Si l’on peut admettre que l’on puisse aider des petites et moyennes entreprises, cela devient incompréhensible s’agissant de grosses entreprises versant des dividendes à leurs actionnaires et des salaires indécents à leurs dirigeants.

 

Et c’est là que le bât blesse et que l’idée germe. Ces 158 Milliards, en toute logique devraient se traduire par autant d’actions en faveur des contribuables. Au moment de la distribution des dividendes, les citoyens actionnaires récupéreraient des sommes considérables qui pourraient être fléchées sur les services publics.

Prenons un exemple : si j’achète pour 10 000 euros d’actions Total ou Sanofi, je participe en qualité d’actionnaire privé à la distribution des dividendes alors qu’en tant que simple contribuable, je n’ai droit à rien alors que j’ai pourtant financé via mes impôts ces mêmes entreprises. Il y a incohérence. On aura compris avec cette idée simple mais neuve, jamais lue ou entendue dans les médias ou dans la bouche de nos « Mozart » de l’économie, que depuis 50 ans, ce sont des Milliards d’euros qui sont volés aux contribuables.

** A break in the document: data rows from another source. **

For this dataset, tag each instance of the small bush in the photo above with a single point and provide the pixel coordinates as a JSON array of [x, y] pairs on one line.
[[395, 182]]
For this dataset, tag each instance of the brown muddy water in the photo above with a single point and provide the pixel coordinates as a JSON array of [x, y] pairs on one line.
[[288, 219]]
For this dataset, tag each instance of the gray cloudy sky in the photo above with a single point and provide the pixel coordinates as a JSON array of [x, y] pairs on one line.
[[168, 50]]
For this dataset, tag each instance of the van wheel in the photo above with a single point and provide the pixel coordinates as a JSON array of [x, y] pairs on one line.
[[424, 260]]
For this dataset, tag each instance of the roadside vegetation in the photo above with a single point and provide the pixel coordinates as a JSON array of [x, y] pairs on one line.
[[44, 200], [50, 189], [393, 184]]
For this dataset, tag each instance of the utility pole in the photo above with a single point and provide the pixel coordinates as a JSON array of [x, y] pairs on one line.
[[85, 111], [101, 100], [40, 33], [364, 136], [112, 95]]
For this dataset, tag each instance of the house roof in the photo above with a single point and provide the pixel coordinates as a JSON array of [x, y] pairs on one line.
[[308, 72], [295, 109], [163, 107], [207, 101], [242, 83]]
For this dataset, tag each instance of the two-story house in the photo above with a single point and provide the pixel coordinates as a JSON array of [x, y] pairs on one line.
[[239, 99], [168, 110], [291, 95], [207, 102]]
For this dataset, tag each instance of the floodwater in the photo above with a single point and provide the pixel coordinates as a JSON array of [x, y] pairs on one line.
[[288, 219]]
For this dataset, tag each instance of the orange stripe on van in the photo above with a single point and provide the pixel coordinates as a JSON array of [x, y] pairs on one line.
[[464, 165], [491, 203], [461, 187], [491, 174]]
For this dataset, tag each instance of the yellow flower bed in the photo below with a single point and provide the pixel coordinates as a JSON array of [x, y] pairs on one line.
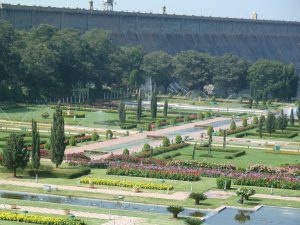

Nous sommes, collectivement, spoliés. Ce n’est plus du capitalisme mais de la pure prédation protégée par les lois de la république et nos gouvernements successifs.Il est toujours étonnant d’entendre les théoriciens du libéralisme, ces ardents défenseurs de l’entreprise privée, n’avoir de cesse de réclamer des financements publics même quand tout va bien pour leur bourse.

 

Le capitalisme, ce système économique fondé sur la propriété privée des moyens de production et sur l’accumulation des richesses obtenues est très friande de l’argent public, la recherche du profit n’ayant pas besoin d’éthique et supportant cette contradiction pourtant insurmontable. « Tout fait ventre ».

 

Selon l’analyse marxiste, le capitalisme est un système pervers puisque les propriétaires du « capital » s’enrichissent au détriment des travailleurs qui vendent leur force de travail sans participer aux bénéfices de l’entreprise. Et dans notre propos, le capitalisme est doublement gagnant puisque les travailleurs et la population en général, passent à la caisse une deuxième fois en subventionnant le « capital » après avoir, d’ailleurs, consommé toujours plus de produits à l’obsolescence programmée dans une aliénation consumériste entretenue par la publicité omniprésente.

 

Plus généralement, afin de cesser de socialiser les pertes et de privatiser les profits, dans un pays gouverné par les intérêts privés dans une logique clanique où la souveraineté du peuple est bafouée, nous disons aux zélateurs de l’idéologie capitaliste : soyez cohérents et payez les actionnaires citoyens qui ont investi par milliards dans vos entreprises. Afin d’éviter l’accusation d’Etatisme, les milliards de dividendes générés chaque année et fléchés vers les services publics seraient gérés par des collectifs citoyens contrôlés et non par le gouvernement. La pauvreté serait supprimée, le système de santé et des services publics rétablis. Au final, une croissance, celle du bien être social et écologique à portée de portefeuilles d’actions. Cette idée neuve est à creuser, à affiner, à étudier dans les détails mais sa pertinence ne peut être ignorée. Nous pourrions en faire une proposition de loi. Alors utopie ? Certes, mais comme le disait Théodore Monod « l’utopie est un rêve non encore réalisé ».

 

 

(1) Capitalisme, socialisme et démocratie, Joseph Schumpeter,  éditions Payot & Rivages,1990

(2) Les Délaissés,Thomas Porcher, 4ième de couverture, Librairie Arthème Fayard, 2020. Thomas Porcher est membre du collectif des économistes atterrés.

(3) chiffres pour 2021, La CGT cite pour 2016 le chiffre d’environ 200 Milliards.